Mark T. Kissling (Chapter Four) outlines the various meanings and complexities of patriotism and identifies its dominant form in post-9/11 America to be nationalist and anti-democratic. To answer what kind of patriotism should be taught, Kissling proposes a place-based patriotism (p. 43). This is anti-nationalist, anti-oppressive, and aligned with democratic ideals. He contends that patriotism should be explicitly taught in social studies curriculum and students should be given the opportunity to examine differing notions and expressions of patriotism. Lisa Gilbert (Chapter Five) argues for an aspirational approach (p. 64) to teaching citizenship and patriotism. She defines a national identity as aspirations rather than static characteristics. If not, as Gilbert vividly describes in her chapter, civics education becomes oppressive for students who are excluded from a static national identity such as Muslim students in post-9/11 America and post-Charlie Hebdo France. According to E. Wayne Ross (Chapter Six), what Gilbert and Kissling advocate is dangerous but highly necessary because they challenge existing, oppressive hierarchical structures of power. Ross presents sheer numbers and statistics positing that America is not functioning as a democracy, but instead as a plutocracy post-9/11. To disrupt this undemocratic reality, Ross argues social studies should promote a dangerous citizenship, which engages students in examining and challenging the disconnection between American rhetoric and the reality of freedom, equality, and justice.

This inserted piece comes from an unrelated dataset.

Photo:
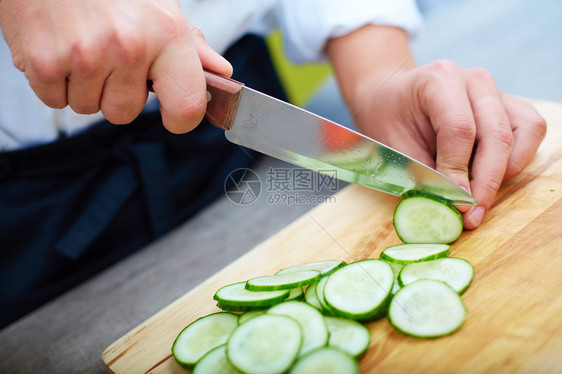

The final three chapters provide pedagogical recommendations for critical civics education in a post-9/11 world. Stephen S. Masyada and Elizabeth Yeager Washington (Chapter Seven) outline and advocate a conceptual approach. This encourages students to think conceptually, use media critically, and apply their conceptual thinking to the issues they encounter post-9/11. Jane C. Lo and Walter C. Parker (Chapter Eight) recommend political simulations as an effective strategy to prepare students for a contentious and divided world. They convince readers that a well-designed simulation can expose students to multiple viewpoints on a civics issue and help them become more tolerant of different worldviews while learning political processes in an authentic and meaningful way. Christopher H. Clark and Patricia G. Avery (Chapter Nine) introduce a psychological approach to discussing controversial issues. This approach is rarely used. However, it is highly informative in understanding why it is so hard to conduct a productive discussion and how to do it better. Clark and Avery detail the ways psychological mechanisms like motivated reasoning, biased information seeking, and homophily can prevent students from engaging in thoughtful discussions. They also offer strategies like community building, affirmation, and strategic grouping to overcome these psychological barriers.
Altogether, the authors in Reassessing the Social Studies Curriculum offer rich, diverse, and compelling questions, ideas, and perspectives to consider in envisioning the civics curriculum needed most in a politically polarized and contentious post-9/11 world. This book is a timely and invaluable resource for social studies teachers and teacher educators who are hopeful about the possibilities of progressive citizenship education after 9/11.